「組み込み」ならではの基礎知識 ――スタートアップ・ルーチンからハードウェアまで
組み込みソフトウェアには,一般のアプリケーション・ソフトウェアにはない考えかたが存在する.ここでは,「組み込み」ならではのいくつかの概念について解説する.例えば,プログラムのランタイム構造やスタートアップ・ルーチン,割り込み,配列の実体,同期/非同期,volatile,ハードウェアなどを説明する. (編集部)
- 目次 -
- プログラムはどのように動くのか
- main関数以前(スタートアップ)
- array[-1]はなぜ動くのか(配列の実体)
- volatileを指定したくなるとき
- 時間の制御問題(同期と非同期呼び出し)
- ポーリングと割り込み
- エッジ・トリガとレベル・センス
- メモリとポート
ここでは,組み込みソフトウェア開発者をめざす新人の皆さんに理解していただきたい考えかたについて解説します.ここで解説する内容は,一般的なC言語やソフトウェア開発の解説書にはあまり説明されていないものです(もしかすると,皆さんの周りの先輩もちゃんと説明できないかもしれない).しかし,組み込みソフトウェア開発ではきわめて重要な考えかたです.
また,ハードウェアに関する説明もありますが,「わたしはソフトウェア技術者だから関係ないや」などとは決して考えないでください.この世界で長く技術者としてしごとをしていくためには,ソフトウェア技術者だからとか,ハードウェア技術者だからという枠を持つことは厳禁です.

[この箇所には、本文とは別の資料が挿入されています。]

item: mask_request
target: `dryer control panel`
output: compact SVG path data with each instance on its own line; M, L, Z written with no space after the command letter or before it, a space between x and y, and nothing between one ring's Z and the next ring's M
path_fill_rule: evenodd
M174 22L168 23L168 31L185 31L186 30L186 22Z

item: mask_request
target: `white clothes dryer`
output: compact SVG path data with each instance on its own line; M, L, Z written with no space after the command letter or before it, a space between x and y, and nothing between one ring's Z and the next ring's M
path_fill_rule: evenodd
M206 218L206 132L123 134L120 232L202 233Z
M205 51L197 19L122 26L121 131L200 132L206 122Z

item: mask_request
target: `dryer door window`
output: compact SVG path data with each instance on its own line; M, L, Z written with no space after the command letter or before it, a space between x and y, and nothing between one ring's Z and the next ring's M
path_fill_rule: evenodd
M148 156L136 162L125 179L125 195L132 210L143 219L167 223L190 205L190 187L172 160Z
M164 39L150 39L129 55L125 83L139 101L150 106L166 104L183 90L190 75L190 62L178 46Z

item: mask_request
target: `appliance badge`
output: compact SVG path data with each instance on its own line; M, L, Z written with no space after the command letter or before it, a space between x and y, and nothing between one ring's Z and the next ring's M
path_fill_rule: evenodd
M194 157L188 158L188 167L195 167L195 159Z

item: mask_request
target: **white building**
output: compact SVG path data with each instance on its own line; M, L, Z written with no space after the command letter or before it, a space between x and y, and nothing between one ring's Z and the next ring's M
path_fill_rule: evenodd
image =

本稿で説明する知識は,大きく次の二つに分けられます.
1)プログラムを起動させるためのしくみと,起動したプログラムが動くための基本メカニズム
ランタイム構造,スタートアップ・ルーチン,配列の実体,volatile,非同期呼び出し
2)プログラムがマイコン(システム)と外部との間でデータをやり取りするための基礎知識
ポーリングと割り込み,エッジ・トリガとレベル・センス,メモリとポート
C言語に関する本の内容は,C言語の文法や使いかたについての解説がほとんどです.WindowsやLinux/UNIX上でプログラミングするだけならそれで十分でしょう.例えば,LinuxやUNIX上ならば,おまじないのように,
% cc example.c
とコマンド入力すれば,ファイルexample.cに書かれたC言語のプログラムがコンパイルされ,a.outという名まえの実行可能なファイルが生成されます.そして,
% ./a.out
とコマンド入力すれば,ファイルexample.cに書いておいたプログラムが(あわよくば意図したとおりに)実行されます.この手順は,使用するOS環境やコンパイラなどによって若干変わりますが,WindowsやLinux/UNIXの環境ならば,基本的にはmain関数以降のプログラムを書き,そのファイルをコンパイルして実行するだけです.プログラムを動かすために,プログラムの起動や動作時のしくみなどを気にする必要はありません.